Despite their good performance in 2019, the 2020 season for Barnechea was complex by both its bad results —they ended 13th— and due to 2020 COVID-19 pandemic that affected to the Chilean football. Thereby, on 22 February, they began the Primera B tournament with a 4–1 away defeat with San Luis de Quillota at Lucio Fariña Fernández Municipal Stadium (with Moewes as a starter). The next matchday —that is to say, the second week— they were again defeated, now by Santiago Morning for a 1–3 home defeat at Barnechea Municipal Stadium on 2 March. However, the team slightly recovered on 9 March 2020 in a 2–2 home draw against Cobreloa. There, Moewes saved a penalty to Uruguayan player Pablo Caballero Sebastiani, who caused controversy once he rebuked Moewes (as a result of his impotence) whereas the German goalkeeper reacted by shouting his failure in his face.

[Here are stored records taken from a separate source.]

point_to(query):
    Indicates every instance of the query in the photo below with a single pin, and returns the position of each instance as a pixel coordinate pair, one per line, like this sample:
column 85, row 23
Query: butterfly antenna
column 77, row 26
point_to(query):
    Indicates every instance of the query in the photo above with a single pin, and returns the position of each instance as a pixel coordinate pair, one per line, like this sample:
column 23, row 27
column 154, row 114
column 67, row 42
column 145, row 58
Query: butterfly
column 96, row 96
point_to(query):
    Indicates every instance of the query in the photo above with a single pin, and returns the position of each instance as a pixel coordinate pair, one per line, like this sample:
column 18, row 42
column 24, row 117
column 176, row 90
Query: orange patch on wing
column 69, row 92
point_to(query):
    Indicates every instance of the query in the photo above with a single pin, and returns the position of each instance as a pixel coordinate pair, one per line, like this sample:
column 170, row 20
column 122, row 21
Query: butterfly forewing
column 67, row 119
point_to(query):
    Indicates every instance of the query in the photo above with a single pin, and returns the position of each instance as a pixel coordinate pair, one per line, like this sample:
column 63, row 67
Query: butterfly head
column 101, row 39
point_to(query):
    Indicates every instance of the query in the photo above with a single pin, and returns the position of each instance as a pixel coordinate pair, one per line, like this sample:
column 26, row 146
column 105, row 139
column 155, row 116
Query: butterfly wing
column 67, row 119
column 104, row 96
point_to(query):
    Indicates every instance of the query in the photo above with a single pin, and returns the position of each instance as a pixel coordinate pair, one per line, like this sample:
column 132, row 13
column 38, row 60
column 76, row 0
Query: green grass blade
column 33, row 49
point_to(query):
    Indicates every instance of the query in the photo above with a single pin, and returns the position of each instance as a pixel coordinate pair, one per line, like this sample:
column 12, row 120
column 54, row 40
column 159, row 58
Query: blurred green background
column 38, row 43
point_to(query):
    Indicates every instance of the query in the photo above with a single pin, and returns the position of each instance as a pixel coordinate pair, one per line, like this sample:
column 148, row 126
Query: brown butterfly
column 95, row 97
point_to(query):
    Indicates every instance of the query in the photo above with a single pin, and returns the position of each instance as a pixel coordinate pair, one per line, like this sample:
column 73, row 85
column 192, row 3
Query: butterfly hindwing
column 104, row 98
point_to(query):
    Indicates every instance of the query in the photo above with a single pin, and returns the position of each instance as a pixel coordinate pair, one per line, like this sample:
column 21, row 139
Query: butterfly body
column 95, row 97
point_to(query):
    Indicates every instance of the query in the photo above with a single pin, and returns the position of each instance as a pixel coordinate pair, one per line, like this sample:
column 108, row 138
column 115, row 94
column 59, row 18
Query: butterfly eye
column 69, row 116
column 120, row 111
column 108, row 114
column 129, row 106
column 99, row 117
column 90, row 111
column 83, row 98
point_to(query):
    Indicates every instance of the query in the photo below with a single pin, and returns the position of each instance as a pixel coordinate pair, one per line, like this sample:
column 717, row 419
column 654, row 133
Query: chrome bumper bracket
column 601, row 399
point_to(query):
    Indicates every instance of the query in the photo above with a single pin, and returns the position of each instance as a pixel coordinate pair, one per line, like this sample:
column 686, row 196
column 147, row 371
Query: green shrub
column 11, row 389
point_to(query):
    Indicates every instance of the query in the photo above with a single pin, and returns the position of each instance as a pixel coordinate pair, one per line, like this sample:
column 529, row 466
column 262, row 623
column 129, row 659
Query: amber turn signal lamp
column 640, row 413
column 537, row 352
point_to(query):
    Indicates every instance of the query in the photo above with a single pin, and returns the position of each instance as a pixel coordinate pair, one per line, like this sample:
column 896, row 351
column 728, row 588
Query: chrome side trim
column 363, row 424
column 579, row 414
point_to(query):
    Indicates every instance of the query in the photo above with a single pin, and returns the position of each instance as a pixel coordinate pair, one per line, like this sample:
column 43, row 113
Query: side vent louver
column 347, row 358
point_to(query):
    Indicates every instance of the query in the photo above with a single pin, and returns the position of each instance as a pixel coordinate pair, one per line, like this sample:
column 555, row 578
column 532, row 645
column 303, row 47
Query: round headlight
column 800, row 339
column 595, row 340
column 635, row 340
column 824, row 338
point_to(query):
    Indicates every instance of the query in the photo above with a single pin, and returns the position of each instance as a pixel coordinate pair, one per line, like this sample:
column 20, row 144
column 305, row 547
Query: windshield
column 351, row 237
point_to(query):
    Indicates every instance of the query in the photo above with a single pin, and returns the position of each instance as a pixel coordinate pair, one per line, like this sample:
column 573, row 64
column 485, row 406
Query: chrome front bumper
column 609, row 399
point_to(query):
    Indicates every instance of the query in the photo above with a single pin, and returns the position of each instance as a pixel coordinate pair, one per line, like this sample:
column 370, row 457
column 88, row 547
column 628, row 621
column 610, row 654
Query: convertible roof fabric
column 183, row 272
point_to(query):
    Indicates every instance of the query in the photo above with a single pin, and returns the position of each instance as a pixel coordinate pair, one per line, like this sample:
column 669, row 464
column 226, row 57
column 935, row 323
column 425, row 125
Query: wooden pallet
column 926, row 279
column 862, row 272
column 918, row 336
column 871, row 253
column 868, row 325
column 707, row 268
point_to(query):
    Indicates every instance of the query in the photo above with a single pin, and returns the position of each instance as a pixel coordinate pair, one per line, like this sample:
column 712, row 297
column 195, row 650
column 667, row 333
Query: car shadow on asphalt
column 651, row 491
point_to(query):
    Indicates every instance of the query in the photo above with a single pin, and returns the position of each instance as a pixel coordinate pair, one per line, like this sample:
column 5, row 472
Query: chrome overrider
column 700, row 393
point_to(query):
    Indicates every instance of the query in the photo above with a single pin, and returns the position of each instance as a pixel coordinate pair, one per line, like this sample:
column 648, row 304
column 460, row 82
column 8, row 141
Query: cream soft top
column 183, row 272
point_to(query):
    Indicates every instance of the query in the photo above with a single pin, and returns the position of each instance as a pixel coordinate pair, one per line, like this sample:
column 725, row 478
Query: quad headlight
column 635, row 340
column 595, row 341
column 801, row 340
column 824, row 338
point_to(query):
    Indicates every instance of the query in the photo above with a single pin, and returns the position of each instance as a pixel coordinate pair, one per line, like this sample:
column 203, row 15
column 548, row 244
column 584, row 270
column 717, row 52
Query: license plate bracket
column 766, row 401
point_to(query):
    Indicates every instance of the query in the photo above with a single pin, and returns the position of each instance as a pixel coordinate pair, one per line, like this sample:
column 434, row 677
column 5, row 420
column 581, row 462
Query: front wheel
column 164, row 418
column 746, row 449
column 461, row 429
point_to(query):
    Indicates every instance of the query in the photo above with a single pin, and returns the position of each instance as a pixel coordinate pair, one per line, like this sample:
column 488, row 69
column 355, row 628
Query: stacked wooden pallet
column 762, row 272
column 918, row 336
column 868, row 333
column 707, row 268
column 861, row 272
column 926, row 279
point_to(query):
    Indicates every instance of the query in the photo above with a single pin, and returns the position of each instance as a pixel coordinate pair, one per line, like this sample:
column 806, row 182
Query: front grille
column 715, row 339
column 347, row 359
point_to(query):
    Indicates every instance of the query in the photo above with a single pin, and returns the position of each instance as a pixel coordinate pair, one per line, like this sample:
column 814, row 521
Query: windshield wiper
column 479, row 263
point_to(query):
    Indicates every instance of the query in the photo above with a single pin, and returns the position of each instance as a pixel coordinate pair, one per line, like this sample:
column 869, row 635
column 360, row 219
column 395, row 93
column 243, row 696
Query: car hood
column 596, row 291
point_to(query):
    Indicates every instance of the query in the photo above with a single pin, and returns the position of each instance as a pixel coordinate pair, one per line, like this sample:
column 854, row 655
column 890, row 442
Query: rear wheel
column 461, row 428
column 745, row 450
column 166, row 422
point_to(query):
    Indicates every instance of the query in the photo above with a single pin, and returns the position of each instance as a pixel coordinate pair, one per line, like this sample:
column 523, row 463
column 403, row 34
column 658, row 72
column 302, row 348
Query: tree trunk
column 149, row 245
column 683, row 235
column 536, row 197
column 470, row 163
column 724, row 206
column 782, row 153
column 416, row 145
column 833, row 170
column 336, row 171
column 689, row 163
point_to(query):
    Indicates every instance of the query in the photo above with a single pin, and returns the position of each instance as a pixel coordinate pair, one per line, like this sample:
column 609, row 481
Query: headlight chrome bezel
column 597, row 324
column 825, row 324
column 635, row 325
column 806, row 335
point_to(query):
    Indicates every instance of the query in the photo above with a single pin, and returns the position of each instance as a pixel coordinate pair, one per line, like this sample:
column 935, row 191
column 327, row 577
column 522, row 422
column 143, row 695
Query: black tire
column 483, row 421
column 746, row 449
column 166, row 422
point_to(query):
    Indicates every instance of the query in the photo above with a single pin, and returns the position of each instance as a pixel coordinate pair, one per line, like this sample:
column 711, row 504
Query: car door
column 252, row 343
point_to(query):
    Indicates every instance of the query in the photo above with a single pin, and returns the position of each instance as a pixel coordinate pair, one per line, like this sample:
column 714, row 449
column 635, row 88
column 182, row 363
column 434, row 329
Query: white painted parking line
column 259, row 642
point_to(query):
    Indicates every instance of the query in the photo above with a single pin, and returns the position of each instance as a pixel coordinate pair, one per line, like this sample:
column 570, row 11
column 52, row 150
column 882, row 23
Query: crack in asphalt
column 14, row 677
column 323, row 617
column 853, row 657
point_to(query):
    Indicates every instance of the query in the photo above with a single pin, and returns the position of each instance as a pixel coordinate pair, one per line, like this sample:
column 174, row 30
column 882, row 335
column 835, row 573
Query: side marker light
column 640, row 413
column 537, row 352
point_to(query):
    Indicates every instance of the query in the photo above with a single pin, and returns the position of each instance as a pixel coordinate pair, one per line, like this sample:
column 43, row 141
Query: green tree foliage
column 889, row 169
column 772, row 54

That game against Cobreloa was the last of Barnechea in five and half months when they returned on 31 August and played newly the fifth matchday after drawing 1–1 with Magallanes. Then, on 14 September 2020, he saved his second penalty of the season in a 2–2 home draw with Deportes Valdivia at San Carlos de Apoquindo Stadium when his team was losing 2–0 at 60th minute.

==Style of play==
Moewes has said that his referent is German international Manuel Neuer and that he admires Claudio Bravo.